Rove . . . the New Reality!
By John Roughan in Honiara
1 March 2004
Solomon Islands justice system is flexing its muscles once again. This was not the case in the recent past. The 1987-1997 years--leading up to our Social Unrest period--saw a serious weakening of the justice system. Police crime investigations, rigorous court proceedings followed up by a strong prison system seriously weakened across the nation. These vital nation-building steps designed to keep a whole people safe and sound existed more on paper than in real life. Serious criminal behaviour, unless really evil, like murder, severe bodily harm, rape, found the justice system full of holes. Many figured they could beat it. Rove Prison, they thought, was the resting place for those who were not clever enough. Recently, however, things have changed dramatically.
The Solomons Justice System now has real teeth, teeth that bite. Ask any of the 200+ inmates who currently reside in Rove Prison serving months and years behind prison bars. Human beings across the world need a constant reminder that places like Rove are ready and willing to take them in. Strict (harsh?) living conditions for those who break the law, those who hurt others in serious ways now awaits them.
During our Social Unrest years--1998-2003--, however, our justice system took a serious nose dive. Police officers dedicated to protect the public good, who had pledged to up hold the Constitution, were often guilty of the very crimes they were supposed to guard people from. Courts don't function well unless the police seriously investigate crimes and bring criminals to court. It is then up to the judges to hear these cases, think deeply about the prosecution's evidence and listen to the defendant's arguments. Once those steps are taken, a judgement is made whether the person is guilty of the crime or not. If found guilty, then the judge passes sentence.
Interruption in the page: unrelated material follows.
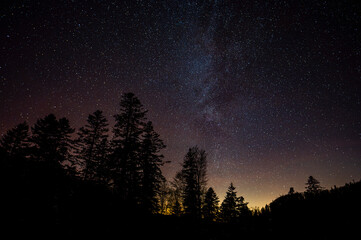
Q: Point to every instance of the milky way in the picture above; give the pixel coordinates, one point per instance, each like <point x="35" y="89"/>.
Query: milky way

But all these steps--police investigation, answering criminal charges, court proceedings and sentencing--vitally depend upon a prison system that actually works. A solid prison system keeps criminals behind bars until the full sentence has been served. The whole system--police work, court proceedings and functioning prisons--make up the Justice System. Miss out on any one of these steps, e.g. a weakened prison system, and the whole justice thing collapses. That's what happened during our Social Unrest years.
Unfortunately, had the unrest period lasted but a few months or at the most a year, then the attitude that it was easy to get away with serious crimes would have not rooted as firmly as it has. Five years of Social Unrest has fostered an attitude that crime, no matter how serious, could be gotten away with. Today's Rove Prison shows this to be a lie.
Today's Rove is a far cry from the colonial days, say in the 1960s. In those days, prison life was hard but friendly. Not so these days! The punishment part of today's Rove stands out clearly. Strict rules dominate the prisoner's day and there are few smiling guards. Rove prison now stands as a pretty hard place to live. The no-nonsense police presence makes it clear to prisoners that they are there to serve their time with as little fuss as possible. Obey the rules, keep your head down low and at the end you could come out a better person or at least a wiser one.
No doubt some criminals still walk free in Honiara and in other places. RAMSI has made it their number one priority not so much to fill up Rove but to imprison those who tried to destroy this nation for their own greedy purposes. Our five years of Social Unrest saw many terrible crimes against the innocent, especially the kids (their futures robbed from them) and wives whose families were destroyed. Few people get pleasure out of taking an other person's freedom away and use it as a punishment. But for some, it's the only way to make a dent in their understanding that hurting others, destroying their possessions and bringing serious disruption to the lives of others, a place of imprisonment waits for them.
Rove Prison is a stark reminder that if one's conscience can't keep you on the straight and narrow, then there's a place waiting for those who fail to learn that lesson.